Skip to main content

PubMedPipeline

What it is

  • A pipeline that queries PubMed within a date range and returns results as an RDF Graph.
  • Can filter results to include only papers that have a downloadUrl (PubMed Central downloadable).

Public API

Classes

  • PubMedPipelineConfiguration(PipelineConfiguration)

    • Pipeline configuration type (currently no additional fields).
  • PubMedPipelineParameters(PipelineParameters)

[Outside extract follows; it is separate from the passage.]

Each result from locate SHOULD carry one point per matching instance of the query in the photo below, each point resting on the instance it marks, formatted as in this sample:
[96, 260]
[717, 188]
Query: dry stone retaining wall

    • Input parameters for running the pipeline.
    • Fields:
      • query: str — PubMed search query.
      • start_date: str — start date (string format expected by integration; CLI suggests YYYY-MM-DD or YYYY/MM/DD).
      • end_date: Optional[str] = None — end date; if None, searches up to present.
      • sort: Optional[Literal["pub_date","Author","JournalName","relevance"]] = "pub_date" — sorting mode.
      • downloadable_only: Optional[bool] = False — include only results with downloadUrl.
      • max_results: Optional[int] = 100 — max results (1..10,000).
  • PubMedPipeline(Pipeline)

    • Main pipeline class.
    • Methods:
      • __init__(configuration: PubMedPipelineConfiguration)
        • Initializes the pipeline and an internal PubMedIntegration(PubMedAPIConfiguration()).
      • run(parameters: PipelineParameters) -> Graph
        • Executes the PubMed query and returns an RDF Graph aggregated from result rdf() outputs.
        • Raises ValueError if parameters is not PubMedPipelineParameters.
      • as_api(...) -> None
        • Declared but not implemented (pass).
      • as_tools() -> List[BaseTool]
        • Returns a LangChain StructuredTool named search_downloadable_pubmed_papers that runs the pipeline and returns Turtle serialization.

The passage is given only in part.